• I once set an S3 lifecycle setting that accidentally affected 3 years worth of logs to Glacier. The next morning I woke up to a billing alert and an AWS bill with an extra $250k in charges (our normal run rate was $30k/month at the time). Basically I spent my entire add annual cloud budget for the year overnight.

    Thankfully after an email to our account rep and a bunch of back and forth I was able to get the charges reduced to $4,300.

      • The problem is having a competent team to manage your infrastructure. You can do a lot with a handful of people - but you need competences spanning a lot of areas, and finding that is pretty hard.

        If you can get a competent team the only advantage cloud still has is the ability to quickly scale up and down - but if there might be a need for that it’d still be better to go hybrid, most on your own hardware, and just the prepared ability to quickly bring up cloud workers if needed. The cost savings of properly doing it yourself are so huge that it still might be cheaper to just have some pre-provisioned standby hardware for that, though.

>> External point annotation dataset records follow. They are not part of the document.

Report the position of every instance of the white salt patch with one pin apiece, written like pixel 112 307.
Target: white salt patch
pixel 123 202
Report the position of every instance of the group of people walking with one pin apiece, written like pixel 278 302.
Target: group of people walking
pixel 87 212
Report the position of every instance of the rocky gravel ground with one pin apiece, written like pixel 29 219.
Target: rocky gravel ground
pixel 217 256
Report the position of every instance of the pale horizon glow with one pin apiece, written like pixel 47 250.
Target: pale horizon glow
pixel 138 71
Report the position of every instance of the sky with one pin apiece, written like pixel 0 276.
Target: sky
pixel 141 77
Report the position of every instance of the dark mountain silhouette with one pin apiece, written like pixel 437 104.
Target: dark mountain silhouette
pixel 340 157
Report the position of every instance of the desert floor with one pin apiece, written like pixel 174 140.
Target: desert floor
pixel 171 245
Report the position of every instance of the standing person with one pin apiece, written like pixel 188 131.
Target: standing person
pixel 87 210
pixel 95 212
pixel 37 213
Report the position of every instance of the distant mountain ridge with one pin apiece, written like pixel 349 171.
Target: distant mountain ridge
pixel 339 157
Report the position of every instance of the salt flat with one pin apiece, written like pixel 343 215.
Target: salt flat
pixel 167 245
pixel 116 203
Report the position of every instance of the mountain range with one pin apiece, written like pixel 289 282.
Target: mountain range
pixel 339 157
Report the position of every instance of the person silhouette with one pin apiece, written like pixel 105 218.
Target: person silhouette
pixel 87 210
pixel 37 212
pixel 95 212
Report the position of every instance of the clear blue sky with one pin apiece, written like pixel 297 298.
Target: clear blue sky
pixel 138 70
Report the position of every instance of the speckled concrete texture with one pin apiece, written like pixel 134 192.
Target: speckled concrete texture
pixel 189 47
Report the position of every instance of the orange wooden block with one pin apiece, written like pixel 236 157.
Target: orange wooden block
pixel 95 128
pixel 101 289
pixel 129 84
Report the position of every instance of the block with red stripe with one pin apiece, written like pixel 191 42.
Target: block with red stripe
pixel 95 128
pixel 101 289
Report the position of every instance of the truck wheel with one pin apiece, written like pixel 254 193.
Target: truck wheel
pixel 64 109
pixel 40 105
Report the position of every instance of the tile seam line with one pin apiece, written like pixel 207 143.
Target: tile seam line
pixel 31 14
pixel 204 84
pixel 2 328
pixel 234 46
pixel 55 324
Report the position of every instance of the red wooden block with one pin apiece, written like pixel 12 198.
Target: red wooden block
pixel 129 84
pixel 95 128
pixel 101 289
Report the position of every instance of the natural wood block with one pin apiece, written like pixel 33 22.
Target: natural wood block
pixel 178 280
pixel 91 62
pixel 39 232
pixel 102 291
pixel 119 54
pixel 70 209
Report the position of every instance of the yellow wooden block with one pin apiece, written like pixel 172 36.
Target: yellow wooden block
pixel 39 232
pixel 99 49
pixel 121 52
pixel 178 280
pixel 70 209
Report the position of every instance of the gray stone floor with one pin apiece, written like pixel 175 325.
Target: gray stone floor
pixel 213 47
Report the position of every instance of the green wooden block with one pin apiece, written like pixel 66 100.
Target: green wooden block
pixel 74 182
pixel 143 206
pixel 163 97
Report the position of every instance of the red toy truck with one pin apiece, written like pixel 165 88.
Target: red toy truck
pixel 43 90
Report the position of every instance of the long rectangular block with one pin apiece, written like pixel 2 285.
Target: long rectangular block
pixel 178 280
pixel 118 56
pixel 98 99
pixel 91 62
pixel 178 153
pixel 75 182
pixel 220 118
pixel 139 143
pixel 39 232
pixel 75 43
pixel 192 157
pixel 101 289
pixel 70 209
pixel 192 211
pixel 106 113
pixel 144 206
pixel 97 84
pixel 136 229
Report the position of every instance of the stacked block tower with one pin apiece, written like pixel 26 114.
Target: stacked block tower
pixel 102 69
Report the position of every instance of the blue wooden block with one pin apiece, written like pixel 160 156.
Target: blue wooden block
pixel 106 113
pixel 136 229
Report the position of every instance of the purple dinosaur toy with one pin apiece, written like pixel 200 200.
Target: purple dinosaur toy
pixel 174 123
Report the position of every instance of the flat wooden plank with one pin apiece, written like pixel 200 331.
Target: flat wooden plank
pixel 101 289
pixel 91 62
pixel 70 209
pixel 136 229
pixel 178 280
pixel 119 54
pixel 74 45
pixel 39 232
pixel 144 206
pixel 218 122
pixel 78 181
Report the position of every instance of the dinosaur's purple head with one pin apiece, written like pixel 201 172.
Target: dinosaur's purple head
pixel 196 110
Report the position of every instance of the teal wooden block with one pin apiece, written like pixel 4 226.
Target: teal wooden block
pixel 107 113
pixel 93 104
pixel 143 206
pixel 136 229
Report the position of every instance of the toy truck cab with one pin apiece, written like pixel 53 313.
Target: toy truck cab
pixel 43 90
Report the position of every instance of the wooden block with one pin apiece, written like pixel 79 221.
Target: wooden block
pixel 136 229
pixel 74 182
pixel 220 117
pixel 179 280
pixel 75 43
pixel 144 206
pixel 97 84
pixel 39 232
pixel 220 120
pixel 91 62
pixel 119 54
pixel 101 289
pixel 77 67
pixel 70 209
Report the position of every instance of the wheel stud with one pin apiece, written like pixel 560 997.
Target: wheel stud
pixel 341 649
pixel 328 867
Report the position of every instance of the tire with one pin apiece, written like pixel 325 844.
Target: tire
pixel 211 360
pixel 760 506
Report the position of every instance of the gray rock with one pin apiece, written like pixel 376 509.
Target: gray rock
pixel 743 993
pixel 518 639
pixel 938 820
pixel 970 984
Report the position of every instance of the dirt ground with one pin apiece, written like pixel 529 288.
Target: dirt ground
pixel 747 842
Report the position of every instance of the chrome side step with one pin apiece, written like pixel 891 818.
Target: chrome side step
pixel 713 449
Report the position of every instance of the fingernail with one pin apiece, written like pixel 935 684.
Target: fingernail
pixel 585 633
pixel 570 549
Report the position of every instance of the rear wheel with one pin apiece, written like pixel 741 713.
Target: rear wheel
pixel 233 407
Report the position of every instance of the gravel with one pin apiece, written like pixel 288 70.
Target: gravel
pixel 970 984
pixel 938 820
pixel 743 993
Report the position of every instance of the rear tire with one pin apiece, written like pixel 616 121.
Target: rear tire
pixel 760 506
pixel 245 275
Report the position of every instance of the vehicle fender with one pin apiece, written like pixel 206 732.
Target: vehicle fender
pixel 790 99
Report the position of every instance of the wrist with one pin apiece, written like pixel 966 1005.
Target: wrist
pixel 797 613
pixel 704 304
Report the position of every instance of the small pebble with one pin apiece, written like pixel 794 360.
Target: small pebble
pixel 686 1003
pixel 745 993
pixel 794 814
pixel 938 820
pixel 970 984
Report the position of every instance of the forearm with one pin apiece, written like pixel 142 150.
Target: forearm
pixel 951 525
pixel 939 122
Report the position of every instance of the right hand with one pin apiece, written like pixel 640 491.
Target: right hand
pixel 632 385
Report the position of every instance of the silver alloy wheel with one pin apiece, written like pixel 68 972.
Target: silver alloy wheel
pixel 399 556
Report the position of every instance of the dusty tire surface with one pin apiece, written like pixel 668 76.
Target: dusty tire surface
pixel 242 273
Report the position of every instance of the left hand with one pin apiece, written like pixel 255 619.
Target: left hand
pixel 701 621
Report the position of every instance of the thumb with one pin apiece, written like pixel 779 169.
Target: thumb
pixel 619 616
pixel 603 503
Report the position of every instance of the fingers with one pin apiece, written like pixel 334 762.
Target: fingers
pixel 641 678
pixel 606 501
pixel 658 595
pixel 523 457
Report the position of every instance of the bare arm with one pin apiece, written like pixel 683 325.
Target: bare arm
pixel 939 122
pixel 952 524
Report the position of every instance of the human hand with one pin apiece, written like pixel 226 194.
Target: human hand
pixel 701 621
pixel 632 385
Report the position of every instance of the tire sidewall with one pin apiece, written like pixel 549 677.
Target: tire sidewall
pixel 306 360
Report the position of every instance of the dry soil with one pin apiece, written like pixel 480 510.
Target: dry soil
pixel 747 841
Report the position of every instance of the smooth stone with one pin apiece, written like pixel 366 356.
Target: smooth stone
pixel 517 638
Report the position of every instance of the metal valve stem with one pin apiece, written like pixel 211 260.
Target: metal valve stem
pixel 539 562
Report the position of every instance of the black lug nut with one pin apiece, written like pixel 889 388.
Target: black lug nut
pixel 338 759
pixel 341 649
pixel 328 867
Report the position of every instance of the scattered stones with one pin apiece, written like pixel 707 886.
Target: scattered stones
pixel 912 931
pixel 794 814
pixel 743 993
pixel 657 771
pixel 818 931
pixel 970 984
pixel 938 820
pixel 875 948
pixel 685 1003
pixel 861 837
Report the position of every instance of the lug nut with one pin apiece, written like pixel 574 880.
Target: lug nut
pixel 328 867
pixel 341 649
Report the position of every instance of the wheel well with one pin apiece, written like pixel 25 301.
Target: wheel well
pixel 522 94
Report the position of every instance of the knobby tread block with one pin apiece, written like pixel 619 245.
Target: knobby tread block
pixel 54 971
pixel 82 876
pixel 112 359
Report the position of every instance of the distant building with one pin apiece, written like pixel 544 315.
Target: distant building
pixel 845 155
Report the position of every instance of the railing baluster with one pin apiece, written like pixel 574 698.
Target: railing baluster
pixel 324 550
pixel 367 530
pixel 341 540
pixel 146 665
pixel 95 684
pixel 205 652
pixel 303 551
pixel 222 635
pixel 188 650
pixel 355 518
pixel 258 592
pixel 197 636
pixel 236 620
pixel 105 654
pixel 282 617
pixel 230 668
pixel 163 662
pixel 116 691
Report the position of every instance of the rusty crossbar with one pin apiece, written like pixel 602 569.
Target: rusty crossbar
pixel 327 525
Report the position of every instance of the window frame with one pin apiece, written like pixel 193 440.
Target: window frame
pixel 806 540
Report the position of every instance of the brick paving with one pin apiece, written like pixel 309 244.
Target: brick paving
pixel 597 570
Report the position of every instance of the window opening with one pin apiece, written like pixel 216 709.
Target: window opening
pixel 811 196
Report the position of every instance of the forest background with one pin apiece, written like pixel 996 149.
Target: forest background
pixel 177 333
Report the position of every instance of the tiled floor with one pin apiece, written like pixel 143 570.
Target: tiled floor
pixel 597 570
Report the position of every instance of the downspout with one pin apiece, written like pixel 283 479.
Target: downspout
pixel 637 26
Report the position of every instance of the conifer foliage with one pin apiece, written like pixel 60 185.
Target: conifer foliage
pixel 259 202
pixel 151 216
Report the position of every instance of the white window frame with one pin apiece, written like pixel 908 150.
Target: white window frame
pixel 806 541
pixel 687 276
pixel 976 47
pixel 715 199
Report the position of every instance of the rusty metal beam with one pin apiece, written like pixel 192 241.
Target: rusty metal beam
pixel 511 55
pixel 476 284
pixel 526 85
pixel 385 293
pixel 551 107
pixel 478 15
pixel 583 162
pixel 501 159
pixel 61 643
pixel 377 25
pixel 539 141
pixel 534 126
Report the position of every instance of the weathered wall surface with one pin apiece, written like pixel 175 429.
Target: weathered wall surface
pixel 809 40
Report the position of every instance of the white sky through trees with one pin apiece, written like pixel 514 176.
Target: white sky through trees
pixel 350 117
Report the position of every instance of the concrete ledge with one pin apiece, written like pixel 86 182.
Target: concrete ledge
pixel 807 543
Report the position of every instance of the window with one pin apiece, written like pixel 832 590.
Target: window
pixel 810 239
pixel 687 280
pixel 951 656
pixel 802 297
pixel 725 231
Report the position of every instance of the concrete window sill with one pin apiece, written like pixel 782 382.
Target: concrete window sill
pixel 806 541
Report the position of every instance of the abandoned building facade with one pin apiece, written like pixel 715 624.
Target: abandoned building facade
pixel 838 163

  •  eezeebee   ( @eezeebee@lemmy.ca ) 
    link
    fedilink
    English
    381 year ago

    Never let the car run out of gas. I was on the highway and the destination gas station was in sight. Well, even after putting more gas in from a Jerry can it wouldn’t start because debris clogged the fuel filter. Getting it towed + repaired was like $1000 when I could have just stopped at a gas station earlier.

  • Not all landscapers can “landscape”. Hired a guy to build a pad for a shed which included a small retaining wall. The guy doesn’t own a level, and the end result is visibly not level. I showed him with my laser level what was going on, and he didn’t believe me. He started adding MORE material to the high spot.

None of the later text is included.